The Perfect Mantra for Our Unsteady World
It’s realistic, offers hope, and came off a CrossFit billboard

After Covid arrived, I felt like I couldn’t get traction in my community work or projects.
I needed a new approach.
Events and plans got canceled. My priorities and obligations kept smashing into each other — homeschooling, work, friends, family, health, finances, indoor plants. I replaced yoga with baking and threw myself into new pastimes like compulsively checking news reports and loitering on social media. It all got too much.

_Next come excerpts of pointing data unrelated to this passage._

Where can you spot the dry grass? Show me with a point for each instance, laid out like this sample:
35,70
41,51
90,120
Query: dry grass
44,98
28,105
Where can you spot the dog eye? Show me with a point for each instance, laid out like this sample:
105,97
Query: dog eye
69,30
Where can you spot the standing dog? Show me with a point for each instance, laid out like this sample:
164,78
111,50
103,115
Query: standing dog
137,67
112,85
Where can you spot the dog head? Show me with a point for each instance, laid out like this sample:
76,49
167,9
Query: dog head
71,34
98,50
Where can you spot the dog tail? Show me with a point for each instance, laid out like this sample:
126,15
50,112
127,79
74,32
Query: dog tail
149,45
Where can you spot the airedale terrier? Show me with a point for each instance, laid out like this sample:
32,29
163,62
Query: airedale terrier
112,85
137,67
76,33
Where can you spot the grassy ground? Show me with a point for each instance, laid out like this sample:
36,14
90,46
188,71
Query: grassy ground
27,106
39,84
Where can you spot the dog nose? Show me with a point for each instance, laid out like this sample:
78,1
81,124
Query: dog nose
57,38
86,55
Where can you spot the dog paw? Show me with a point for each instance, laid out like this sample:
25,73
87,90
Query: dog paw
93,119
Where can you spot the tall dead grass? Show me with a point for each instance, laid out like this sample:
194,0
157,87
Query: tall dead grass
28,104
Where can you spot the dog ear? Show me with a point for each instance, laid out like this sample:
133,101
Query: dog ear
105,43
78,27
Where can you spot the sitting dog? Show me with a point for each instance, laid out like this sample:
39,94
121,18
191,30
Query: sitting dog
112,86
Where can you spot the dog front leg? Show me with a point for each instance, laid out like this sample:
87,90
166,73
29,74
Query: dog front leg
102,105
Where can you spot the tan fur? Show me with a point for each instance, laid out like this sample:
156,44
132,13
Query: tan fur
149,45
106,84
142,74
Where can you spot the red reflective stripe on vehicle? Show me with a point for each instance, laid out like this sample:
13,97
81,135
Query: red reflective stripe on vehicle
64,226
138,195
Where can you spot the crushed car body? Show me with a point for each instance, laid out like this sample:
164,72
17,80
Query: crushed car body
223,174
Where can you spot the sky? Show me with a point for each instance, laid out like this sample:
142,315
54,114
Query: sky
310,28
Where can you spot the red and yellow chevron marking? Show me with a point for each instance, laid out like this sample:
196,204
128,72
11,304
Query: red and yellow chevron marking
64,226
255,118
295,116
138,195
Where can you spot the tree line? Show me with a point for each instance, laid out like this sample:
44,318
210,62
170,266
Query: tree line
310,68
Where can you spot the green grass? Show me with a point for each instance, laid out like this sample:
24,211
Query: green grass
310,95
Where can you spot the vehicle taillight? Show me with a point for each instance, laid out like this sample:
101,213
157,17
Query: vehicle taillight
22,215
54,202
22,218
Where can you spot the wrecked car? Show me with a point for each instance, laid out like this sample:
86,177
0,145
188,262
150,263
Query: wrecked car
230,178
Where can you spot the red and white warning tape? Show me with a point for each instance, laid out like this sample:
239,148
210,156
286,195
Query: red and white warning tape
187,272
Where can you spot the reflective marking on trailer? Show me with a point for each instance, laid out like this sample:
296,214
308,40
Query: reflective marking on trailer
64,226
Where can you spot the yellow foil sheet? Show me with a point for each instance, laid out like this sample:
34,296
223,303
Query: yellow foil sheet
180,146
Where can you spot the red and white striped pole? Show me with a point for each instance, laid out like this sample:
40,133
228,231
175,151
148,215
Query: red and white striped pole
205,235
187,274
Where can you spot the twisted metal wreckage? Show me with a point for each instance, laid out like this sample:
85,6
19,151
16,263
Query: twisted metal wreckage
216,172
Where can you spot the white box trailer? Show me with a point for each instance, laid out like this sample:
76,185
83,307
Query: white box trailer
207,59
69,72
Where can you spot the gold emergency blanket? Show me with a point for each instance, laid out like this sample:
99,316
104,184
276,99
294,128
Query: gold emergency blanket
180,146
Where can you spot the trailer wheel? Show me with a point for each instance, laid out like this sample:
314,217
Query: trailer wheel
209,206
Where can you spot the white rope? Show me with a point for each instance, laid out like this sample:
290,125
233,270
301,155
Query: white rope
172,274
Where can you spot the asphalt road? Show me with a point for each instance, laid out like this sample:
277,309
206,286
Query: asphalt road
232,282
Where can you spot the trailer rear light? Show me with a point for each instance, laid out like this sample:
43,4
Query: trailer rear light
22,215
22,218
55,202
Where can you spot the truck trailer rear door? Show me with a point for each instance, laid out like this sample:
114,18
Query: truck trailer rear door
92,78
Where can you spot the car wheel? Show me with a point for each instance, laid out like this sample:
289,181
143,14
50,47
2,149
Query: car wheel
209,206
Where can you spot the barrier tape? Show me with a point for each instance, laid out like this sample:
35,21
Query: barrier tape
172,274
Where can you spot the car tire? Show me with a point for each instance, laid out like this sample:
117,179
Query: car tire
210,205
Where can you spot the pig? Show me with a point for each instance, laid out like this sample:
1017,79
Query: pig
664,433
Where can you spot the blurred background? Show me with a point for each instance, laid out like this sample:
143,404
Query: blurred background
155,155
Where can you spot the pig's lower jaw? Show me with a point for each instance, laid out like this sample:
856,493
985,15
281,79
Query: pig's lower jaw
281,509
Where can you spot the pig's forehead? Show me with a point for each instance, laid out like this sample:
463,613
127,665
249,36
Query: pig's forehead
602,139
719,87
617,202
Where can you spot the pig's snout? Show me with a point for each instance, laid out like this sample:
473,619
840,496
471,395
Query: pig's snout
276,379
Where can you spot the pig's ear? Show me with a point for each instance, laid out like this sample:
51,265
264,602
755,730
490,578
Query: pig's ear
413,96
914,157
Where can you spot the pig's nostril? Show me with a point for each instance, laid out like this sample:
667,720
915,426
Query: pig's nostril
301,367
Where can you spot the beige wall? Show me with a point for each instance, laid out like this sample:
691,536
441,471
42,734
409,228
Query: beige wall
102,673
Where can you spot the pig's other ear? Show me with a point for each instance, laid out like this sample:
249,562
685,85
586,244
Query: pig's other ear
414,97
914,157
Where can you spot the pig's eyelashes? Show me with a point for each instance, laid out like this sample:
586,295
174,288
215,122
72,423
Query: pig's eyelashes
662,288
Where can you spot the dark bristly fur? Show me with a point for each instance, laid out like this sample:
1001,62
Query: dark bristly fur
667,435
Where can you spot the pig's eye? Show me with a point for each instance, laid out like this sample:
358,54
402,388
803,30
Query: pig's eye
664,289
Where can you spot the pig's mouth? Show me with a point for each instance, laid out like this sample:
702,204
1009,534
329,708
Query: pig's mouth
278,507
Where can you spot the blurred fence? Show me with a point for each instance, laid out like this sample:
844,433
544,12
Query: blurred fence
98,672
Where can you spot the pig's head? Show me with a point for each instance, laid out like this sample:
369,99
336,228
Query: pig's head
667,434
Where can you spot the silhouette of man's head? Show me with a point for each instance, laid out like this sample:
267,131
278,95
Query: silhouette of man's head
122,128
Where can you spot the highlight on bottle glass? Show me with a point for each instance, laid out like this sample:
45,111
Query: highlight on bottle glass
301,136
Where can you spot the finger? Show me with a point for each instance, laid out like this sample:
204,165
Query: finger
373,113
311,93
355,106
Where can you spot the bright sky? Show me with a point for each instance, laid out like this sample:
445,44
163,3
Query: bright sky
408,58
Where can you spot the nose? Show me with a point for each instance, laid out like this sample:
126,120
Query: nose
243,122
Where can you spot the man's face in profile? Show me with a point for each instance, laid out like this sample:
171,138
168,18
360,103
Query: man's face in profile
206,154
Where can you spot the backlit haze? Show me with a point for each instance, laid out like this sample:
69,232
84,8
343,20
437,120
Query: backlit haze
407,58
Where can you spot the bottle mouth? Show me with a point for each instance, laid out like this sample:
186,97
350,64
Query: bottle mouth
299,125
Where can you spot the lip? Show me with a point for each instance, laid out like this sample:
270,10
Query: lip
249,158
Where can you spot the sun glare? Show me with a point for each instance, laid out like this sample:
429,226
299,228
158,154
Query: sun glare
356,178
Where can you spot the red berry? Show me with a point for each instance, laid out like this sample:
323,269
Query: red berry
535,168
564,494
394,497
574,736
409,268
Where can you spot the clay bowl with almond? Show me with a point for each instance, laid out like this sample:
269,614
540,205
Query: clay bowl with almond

As chaos peaked, I found a new life mantra on a CrossFit billboard. It’s brilliant and gave me back a sense of momentum.
If you feel like you’ve lost traction in our unsteady world, this is for you.
My Catchy New Life Mantra
I found my new mantra on a billboard outside a local CrossFit gym. I loved it so much it now has its own line in my personal manifesto. The sign read, “Start where you are, Use what you have, Do what you can.”
Go on. Test it against these scenarios and your own.
- You’re freelancing. There’s so much to do, and your resources are limited. The kids are at home, your house is a wreck, and your plants need watering. Start where you are, Use what you have, Do what you can.
- You’re a newly single parent. It’s overwhelming, but your family needs you to keep going. Start where you are, Use what you have, Do what you can.
- You’re trying to build local community connections. Events are routinely covid-canceled, people have disengaged, and the community feels fractured due to differing viewpoints and circumstances. It’s a hot mess. Start where you are, Use what you have, Do what you can.
- You’re a smurf in a forbidden forest full of glowing green rabbits, fire-breathing dragonflies, and Gargamel. Start where you are, Use what you have, Do what you can.
See? It works.
It Gives You Hope Even When You’re Swimming Down The River
Pandemic or not, I feel the spin of family, freelance work, and community obligations. Sometimes I struggle.
I imagine it’s what a koala feels like on a long swim. Like most of us, koalas start strong, then wear out and eventually sink. This mantra gives me great hope, even when I’m swimming down the river with wet fur.
In her book Daring Greatly, Brene Brown talks about hope as a way of thinking (as opposed to an emotion). She says hope happens when:
- we have the ability to set realistic goals,
- we can figure out pathways AND
- we have the agency to act (and believe in ourselves).
The motto Start where you are, Use what you have, Do what you can, offers endless hope because we can do those three things even when things get hard and weird.
It Turns Out My Catchy New Life Mantra Was Stolen (Cue Embarrassment)
When I saw that sign, I thought, “Wow, who knew these CrossFit guys were so wise.”
I ended up sharing the motto dozens of times, even mentioning it in a public community meeting. I felt fun telling people my new mantra came from a CrossFit billboard.
Imagine my embarrassment when I realized this gem came from Theodore Roosevelt, not CrossFit (insert facepalm emoji here).
According to his autobiography, President Roosevelt got it from a guy called Squire Bill Widener of Widener’s Valley, Virginia. Originally it went, “Do what you can, with what you’ve got, where you are.”
Squire Bill was a busy guy. He was a miller (he was into corn), a millwright (he was into machinery), a confederate soldier, a teacher, a Sunday school superintendent, a justice of the peace, a spiritual advisor, and a mate of Theodore Roosevelt.
I don’t believe he was into CrossFit.
“Start where you are, Use what you have, Do what you can.” — the local CrossFit Gym via Theodore Roosevelt via Squire Bill Widener
We Need to Move Firmly and Imperfectly Towards Our Goals
Squire Bill nailed it.
And CrossFit nailed it too.
Start where you are, Use what you have, Do what you can is the right mantra for an unsteady world.
Even when surrounded by constraints, limits, and less-than-ideal conditions, we need to get on with it and move firmly and imperfectly towards our goals.
Messages about hope and progress are great, but there’s another lesson here too. Check the source of something before you share it publicly thirty-six times — another motto fit for a personal manifesto.